Alternativa C — ❌ Incorreta

O juiz não pode converter de ofício o procedimento. Vigora o princípio da demanda (art. 2º do CPC): "o processo começa por iniciativa da parte e se desenvolve por impulso oficial, salvo as exceções previstas em lei". O autor escolheu a via cognitiva; o magistrado não pode, de ofício, transformar a ação em execução.
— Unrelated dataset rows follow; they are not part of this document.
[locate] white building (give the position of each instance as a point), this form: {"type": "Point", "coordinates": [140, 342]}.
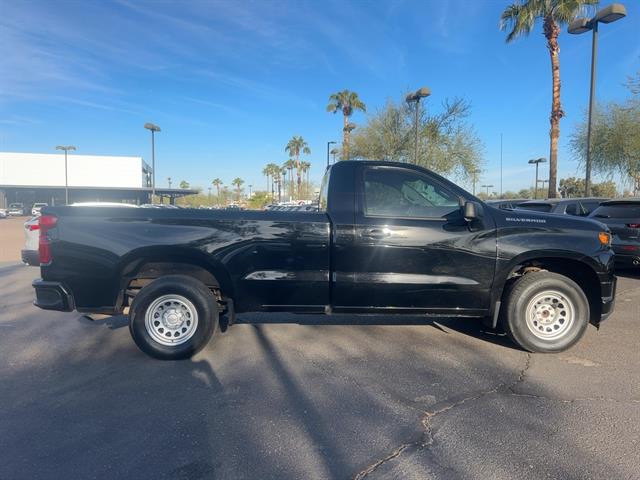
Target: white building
{"type": "Point", "coordinates": [40, 177]}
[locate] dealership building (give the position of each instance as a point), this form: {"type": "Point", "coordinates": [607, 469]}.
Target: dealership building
{"type": "Point", "coordinates": [40, 177]}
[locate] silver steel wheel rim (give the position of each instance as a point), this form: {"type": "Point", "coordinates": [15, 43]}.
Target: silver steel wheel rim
{"type": "Point", "coordinates": [171, 320]}
{"type": "Point", "coordinates": [550, 315]}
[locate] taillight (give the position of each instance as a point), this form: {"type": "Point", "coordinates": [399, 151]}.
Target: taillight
{"type": "Point", "coordinates": [46, 223]}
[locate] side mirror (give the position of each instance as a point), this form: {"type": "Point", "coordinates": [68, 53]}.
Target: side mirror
{"type": "Point", "coordinates": [472, 211]}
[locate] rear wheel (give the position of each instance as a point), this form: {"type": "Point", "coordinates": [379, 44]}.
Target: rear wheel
{"type": "Point", "coordinates": [545, 312]}
{"type": "Point", "coordinates": [173, 317]}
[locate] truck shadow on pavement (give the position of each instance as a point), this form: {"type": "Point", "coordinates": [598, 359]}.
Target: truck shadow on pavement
{"type": "Point", "coordinates": [302, 399]}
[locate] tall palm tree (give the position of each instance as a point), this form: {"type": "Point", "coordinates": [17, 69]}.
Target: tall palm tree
{"type": "Point", "coordinates": [216, 183]}
{"type": "Point", "coordinates": [290, 165]}
{"type": "Point", "coordinates": [295, 147]}
{"type": "Point", "coordinates": [238, 183]}
{"type": "Point", "coordinates": [520, 18]}
{"type": "Point", "coordinates": [304, 167]}
{"type": "Point", "coordinates": [267, 173]}
{"type": "Point", "coordinates": [347, 102]}
{"type": "Point", "coordinates": [274, 171]}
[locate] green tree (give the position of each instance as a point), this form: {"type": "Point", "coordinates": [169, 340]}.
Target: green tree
{"type": "Point", "coordinates": [346, 102]}
{"type": "Point", "coordinates": [615, 140]}
{"type": "Point", "coordinates": [217, 183]}
{"type": "Point", "coordinates": [290, 165]}
{"type": "Point", "coordinates": [237, 182]}
{"type": "Point", "coordinates": [520, 18]}
{"type": "Point", "coordinates": [297, 146]}
{"type": "Point", "coordinates": [451, 145]}
{"type": "Point", "coordinates": [259, 200]}
{"type": "Point", "coordinates": [304, 168]}
{"type": "Point", "coordinates": [573, 187]}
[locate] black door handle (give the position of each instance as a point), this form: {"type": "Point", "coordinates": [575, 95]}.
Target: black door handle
{"type": "Point", "coordinates": [376, 233]}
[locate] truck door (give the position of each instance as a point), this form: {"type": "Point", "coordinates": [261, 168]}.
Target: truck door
{"type": "Point", "coordinates": [411, 248]}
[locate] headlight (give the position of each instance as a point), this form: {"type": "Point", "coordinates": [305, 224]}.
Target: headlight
{"type": "Point", "coordinates": [605, 238]}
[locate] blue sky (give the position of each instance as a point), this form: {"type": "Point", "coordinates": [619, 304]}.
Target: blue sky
{"type": "Point", "coordinates": [229, 82]}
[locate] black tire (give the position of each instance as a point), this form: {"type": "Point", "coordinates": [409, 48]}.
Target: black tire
{"type": "Point", "coordinates": [536, 303]}
{"type": "Point", "coordinates": [199, 296]}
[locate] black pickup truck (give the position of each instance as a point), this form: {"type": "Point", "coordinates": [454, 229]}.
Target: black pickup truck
{"type": "Point", "coordinates": [386, 238]}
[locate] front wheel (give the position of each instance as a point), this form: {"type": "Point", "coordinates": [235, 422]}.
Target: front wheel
{"type": "Point", "coordinates": [173, 317]}
{"type": "Point", "coordinates": [545, 312]}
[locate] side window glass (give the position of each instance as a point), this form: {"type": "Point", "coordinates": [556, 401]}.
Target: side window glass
{"type": "Point", "coordinates": [393, 192]}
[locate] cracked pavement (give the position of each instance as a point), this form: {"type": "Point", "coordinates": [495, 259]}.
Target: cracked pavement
{"type": "Point", "coordinates": [287, 396]}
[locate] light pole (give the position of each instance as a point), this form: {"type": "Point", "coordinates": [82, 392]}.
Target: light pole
{"type": "Point", "coordinates": [153, 128]}
{"type": "Point", "coordinates": [328, 147]}
{"type": "Point", "coordinates": [608, 14]}
{"type": "Point", "coordinates": [66, 177]}
{"type": "Point", "coordinates": [537, 162]}
{"type": "Point", "coordinates": [474, 179]}
{"type": "Point", "coordinates": [349, 127]}
{"type": "Point", "coordinates": [415, 97]}
{"type": "Point", "coordinates": [543, 182]}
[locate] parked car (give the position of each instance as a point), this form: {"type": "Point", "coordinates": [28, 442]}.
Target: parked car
{"type": "Point", "coordinates": [623, 218]}
{"type": "Point", "coordinates": [16, 209]}
{"type": "Point", "coordinates": [507, 203]}
{"type": "Point", "coordinates": [30, 254]}
{"type": "Point", "coordinates": [580, 207]}
{"type": "Point", "coordinates": [35, 209]}
{"type": "Point", "coordinates": [386, 238]}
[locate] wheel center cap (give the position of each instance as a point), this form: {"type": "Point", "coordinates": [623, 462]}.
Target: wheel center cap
{"type": "Point", "coordinates": [172, 318]}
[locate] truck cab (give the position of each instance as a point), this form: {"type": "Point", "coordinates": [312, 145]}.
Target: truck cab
{"type": "Point", "coordinates": [386, 238]}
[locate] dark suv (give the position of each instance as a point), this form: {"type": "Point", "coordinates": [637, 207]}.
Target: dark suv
{"type": "Point", "coordinates": [623, 218]}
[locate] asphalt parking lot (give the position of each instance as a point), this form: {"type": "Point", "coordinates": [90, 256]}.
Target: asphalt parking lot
{"type": "Point", "coordinates": [283, 396]}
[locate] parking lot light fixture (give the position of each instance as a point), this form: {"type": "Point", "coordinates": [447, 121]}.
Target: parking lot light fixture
{"type": "Point", "coordinates": [66, 149]}
{"type": "Point", "coordinates": [328, 147]}
{"type": "Point", "coordinates": [537, 162]}
{"type": "Point", "coordinates": [605, 15]}
{"type": "Point", "coordinates": [153, 129]}
{"type": "Point", "coordinates": [415, 97]}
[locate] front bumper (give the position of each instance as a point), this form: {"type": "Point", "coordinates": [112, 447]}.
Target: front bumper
{"type": "Point", "coordinates": [53, 296]}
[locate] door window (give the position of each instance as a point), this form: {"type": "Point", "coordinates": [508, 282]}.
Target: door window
{"type": "Point", "coordinates": [391, 192]}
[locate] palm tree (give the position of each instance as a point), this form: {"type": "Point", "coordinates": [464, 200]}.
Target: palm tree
{"type": "Point", "coordinates": [284, 171]}
{"type": "Point", "coordinates": [274, 171]}
{"type": "Point", "coordinates": [238, 183]}
{"type": "Point", "coordinates": [520, 18]}
{"type": "Point", "coordinates": [290, 165]}
{"type": "Point", "coordinates": [304, 167]}
{"type": "Point", "coordinates": [216, 183]}
{"type": "Point", "coordinates": [347, 102]}
{"type": "Point", "coordinates": [295, 147]}
{"type": "Point", "coordinates": [267, 173]}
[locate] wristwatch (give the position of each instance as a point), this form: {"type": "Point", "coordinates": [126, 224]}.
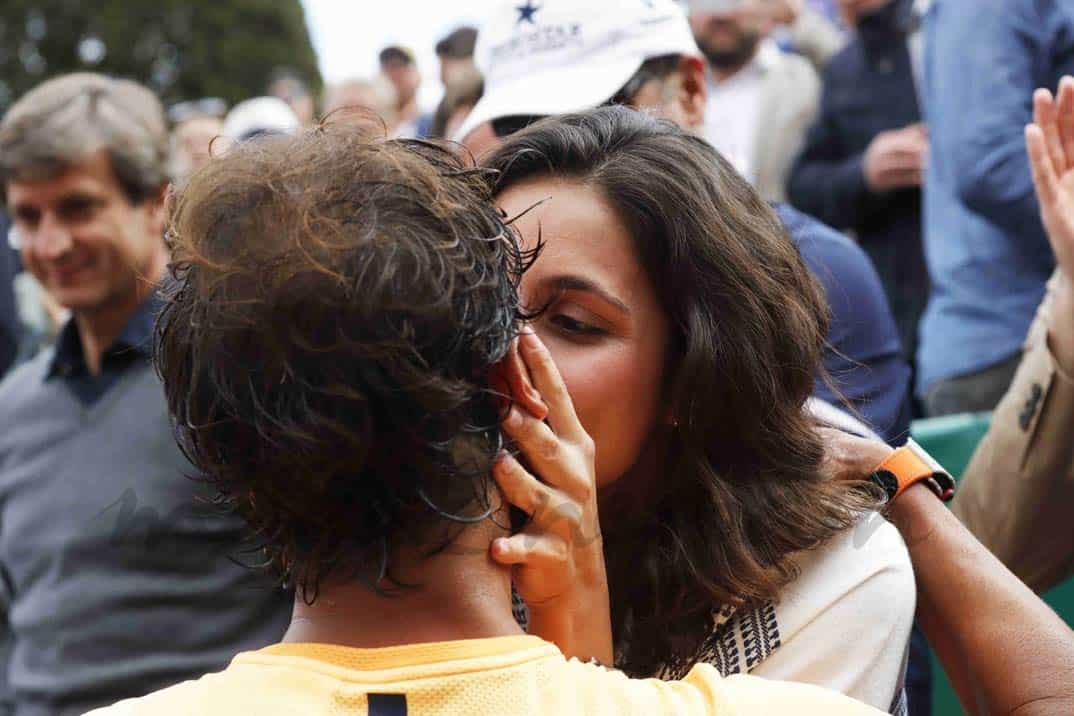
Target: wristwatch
{"type": "Point", "coordinates": [908, 466]}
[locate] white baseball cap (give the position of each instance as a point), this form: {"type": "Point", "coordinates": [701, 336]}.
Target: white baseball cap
{"type": "Point", "coordinates": [549, 57]}
{"type": "Point", "coordinates": [259, 116]}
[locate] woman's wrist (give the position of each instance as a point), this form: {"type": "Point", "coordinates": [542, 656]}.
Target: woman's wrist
{"type": "Point", "coordinates": [1061, 323]}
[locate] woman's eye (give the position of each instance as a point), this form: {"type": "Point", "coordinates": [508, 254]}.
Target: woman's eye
{"type": "Point", "coordinates": [568, 324]}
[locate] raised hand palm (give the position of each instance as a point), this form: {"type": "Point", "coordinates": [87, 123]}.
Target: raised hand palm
{"type": "Point", "coordinates": [1050, 143]}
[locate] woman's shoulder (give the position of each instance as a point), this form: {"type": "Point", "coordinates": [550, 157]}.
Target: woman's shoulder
{"type": "Point", "coordinates": [844, 623]}
{"type": "Point", "coordinates": [869, 559]}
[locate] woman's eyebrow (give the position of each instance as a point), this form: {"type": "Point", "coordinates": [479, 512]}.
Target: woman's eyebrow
{"type": "Point", "coordinates": [572, 282]}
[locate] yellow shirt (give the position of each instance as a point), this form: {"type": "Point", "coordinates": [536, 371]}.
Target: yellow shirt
{"type": "Point", "coordinates": [493, 676]}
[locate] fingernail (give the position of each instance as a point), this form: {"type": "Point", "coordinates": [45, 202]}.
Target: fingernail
{"type": "Point", "coordinates": [513, 417]}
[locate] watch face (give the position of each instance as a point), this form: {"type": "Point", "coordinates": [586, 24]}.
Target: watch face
{"type": "Point", "coordinates": [886, 481]}
{"type": "Point", "coordinates": [925, 456]}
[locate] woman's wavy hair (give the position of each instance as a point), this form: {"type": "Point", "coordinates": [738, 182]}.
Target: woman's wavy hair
{"type": "Point", "coordinates": [336, 306]}
{"type": "Point", "coordinates": [742, 490]}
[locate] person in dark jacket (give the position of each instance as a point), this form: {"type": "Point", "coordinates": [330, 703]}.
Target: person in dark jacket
{"type": "Point", "coordinates": [862, 163]}
{"type": "Point", "coordinates": [9, 315]}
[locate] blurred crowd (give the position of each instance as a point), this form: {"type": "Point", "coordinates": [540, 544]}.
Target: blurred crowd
{"type": "Point", "coordinates": [886, 139]}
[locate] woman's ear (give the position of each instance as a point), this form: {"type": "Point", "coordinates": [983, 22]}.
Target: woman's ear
{"type": "Point", "coordinates": [693, 91]}
{"type": "Point", "coordinates": [511, 378]}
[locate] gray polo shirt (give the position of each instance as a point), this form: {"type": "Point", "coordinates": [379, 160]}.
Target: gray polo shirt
{"type": "Point", "coordinates": [116, 576]}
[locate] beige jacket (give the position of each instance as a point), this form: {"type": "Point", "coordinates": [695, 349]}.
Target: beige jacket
{"type": "Point", "coordinates": [1017, 494]}
{"type": "Point", "coordinates": [791, 99]}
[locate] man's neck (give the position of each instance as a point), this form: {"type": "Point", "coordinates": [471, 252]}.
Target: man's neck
{"type": "Point", "coordinates": [461, 594]}
{"type": "Point", "coordinates": [100, 327]}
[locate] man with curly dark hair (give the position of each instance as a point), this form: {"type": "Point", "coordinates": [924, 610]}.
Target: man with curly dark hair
{"type": "Point", "coordinates": [340, 312]}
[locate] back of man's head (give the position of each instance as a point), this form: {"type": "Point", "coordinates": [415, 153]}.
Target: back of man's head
{"type": "Point", "coordinates": [67, 119]}
{"type": "Point", "coordinates": [325, 350]}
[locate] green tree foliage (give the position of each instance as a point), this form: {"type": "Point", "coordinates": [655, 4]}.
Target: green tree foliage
{"type": "Point", "coordinates": [182, 48]}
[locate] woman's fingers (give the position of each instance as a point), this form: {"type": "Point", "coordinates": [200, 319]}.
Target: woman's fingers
{"type": "Point", "coordinates": [511, 378]}
{"type": "Point", "coordinates": [549, 382]}
{"type": "Point", "coordinates": [1045, 115]}
{"type": "Point", "coordinates": [560, 465]}
{"type": "Point", "coordinates": [1064, 108]}
{"type": "Point", "coordinates": [1045, 176]}
{"type": "Point", "coordinates": [531, 550]}
{"type": "Point", "coordinates": [519, 487]}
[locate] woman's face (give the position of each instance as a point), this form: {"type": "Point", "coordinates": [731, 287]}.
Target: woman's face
{"type": "Point", "coordinates": [604, 323]}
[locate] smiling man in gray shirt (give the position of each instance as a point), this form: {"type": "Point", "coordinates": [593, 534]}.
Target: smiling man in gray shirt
{"type": "Point", "coordinates": [117, 574]}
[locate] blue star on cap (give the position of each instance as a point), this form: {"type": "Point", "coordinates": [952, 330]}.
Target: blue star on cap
{"type": "Point", "coordinates": [526, 12]}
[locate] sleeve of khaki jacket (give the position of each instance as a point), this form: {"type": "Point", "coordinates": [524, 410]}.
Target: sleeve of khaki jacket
{"type": "Point", "coordinates": [1017, 494]}
{"type": "Point", "coordinates": [817, 38]}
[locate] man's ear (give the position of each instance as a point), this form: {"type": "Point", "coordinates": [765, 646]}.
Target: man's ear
{"type": "Point", "coordinates": [157, 209]}
{"type": "Point", "coordinates": [693, 91]}
{"type": "Point", "coordinates": [511, 378]}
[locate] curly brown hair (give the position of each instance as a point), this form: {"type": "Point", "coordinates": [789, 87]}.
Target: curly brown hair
{"type": "Point", "coordinates": [740, 490]}
{"type": "Point", "coordinates": [337, 304]}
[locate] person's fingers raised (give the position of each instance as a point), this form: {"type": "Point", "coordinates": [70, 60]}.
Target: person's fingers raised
{"type": "Point", "coordinates": [518, 486]}
{"type": "Point", "coordinates": [511, 378]}
{"type": "Point", "coordinates": [526, 549]}
{"type": "Point", "coordinates": [553, 390]}
{"type": "Point", "coordinates": [1045, 177]}
{"type": "Point", "coordinates": [1046, 117]}
{"type": "Point", "coordinates": [1064, 110]}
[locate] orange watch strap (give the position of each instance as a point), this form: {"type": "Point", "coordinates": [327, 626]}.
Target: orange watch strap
{"type": "Point", "coordinates": [908, 468]}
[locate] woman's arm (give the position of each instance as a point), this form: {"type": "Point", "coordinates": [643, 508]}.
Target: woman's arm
{"type": "Point", "coordinates": [1004, 649]}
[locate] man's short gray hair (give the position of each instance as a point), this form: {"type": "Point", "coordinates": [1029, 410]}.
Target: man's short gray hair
{"type": "Point", "coordinates": [67, 119]}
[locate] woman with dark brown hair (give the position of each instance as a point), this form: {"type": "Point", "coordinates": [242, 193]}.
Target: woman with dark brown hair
{"type": "Point", "coordinates": [688, 330]}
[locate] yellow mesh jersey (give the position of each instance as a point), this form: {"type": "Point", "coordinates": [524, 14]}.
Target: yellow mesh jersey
{"type": "Point", "coordinates": [476, 677]}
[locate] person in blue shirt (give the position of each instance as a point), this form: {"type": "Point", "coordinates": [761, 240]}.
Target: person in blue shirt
{"type": "Point", "coordinates": [862, 356]}
{"type": "Point", "coordinates": [987, 252]}
{"type": "Point", "coordinates": [862, 163]}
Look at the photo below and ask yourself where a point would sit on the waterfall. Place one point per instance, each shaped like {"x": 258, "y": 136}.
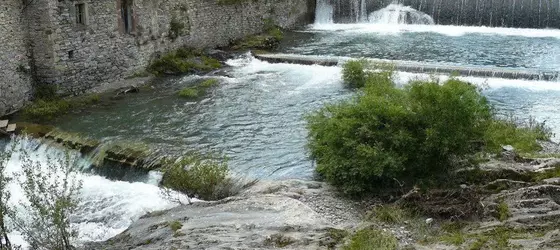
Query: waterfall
{"x": 355, "y": 11}
{"x": 324, "y": 12}
{"x": 400, "y": 14}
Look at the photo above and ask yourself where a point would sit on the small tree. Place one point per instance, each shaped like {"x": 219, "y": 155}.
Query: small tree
{"x": 51, "y": 188}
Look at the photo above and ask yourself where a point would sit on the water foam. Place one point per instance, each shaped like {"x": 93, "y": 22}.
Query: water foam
{"x": 396, "y": 14}
{"x": 448, "y": 30}
{"x": 108, "y": 207}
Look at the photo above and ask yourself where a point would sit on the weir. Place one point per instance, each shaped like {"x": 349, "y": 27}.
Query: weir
{"x": 417, "y": 67}
{"x": 493, "y": 13}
Se houvesse defeito sanável, caberia emenda (art. 321), mas não há irregularidade a corrigir.

Alternativa D — ✅ Correta ⟵ GABARITO

O juiz deve proceder ao juízo positivo de admissibilidade: verificar se a petição inicial preenche os requisitos dos arts. 319 e 320 e, em caso positivo, ordenar a citação do réu para apresentar resposta (art. 334 e ss.). É o procedimento padrão do rito comum. A opção pela via cognitiva é legítima, e o magistrado não tem razão para rejeitar a inicial ou alterar o rito.

Alternativa E — ❌ Incorreta

Não há motivo para emenda. A petição inicial está apta: indica o juiz, qualifica as partes, expõe os fatos e fundamentos jurídicos, formula pedido certo e determinado, e apresenta o valor da causa (art. 319). A existência de título executivo extrajudicial não torna a inicial defeituosa. O art. 321 só autoriza a emenda quando houver irregularidades ou defeitos capazes de dificultar o julgamento de mérito, o que não é o caso.

PEGA ESSA DICA!

Memorize: o credor de título executivo extrajudicial pode escolher entre a execução (art. 778 e ss.) e o conhecimento. Essa liberdade é fonte de inúmeras questões. Na dúvida, lembre-se que o juiz não pode impor uma via – ele deve admitir a ação proposta, desde que preenchidos os requisitos mínimos.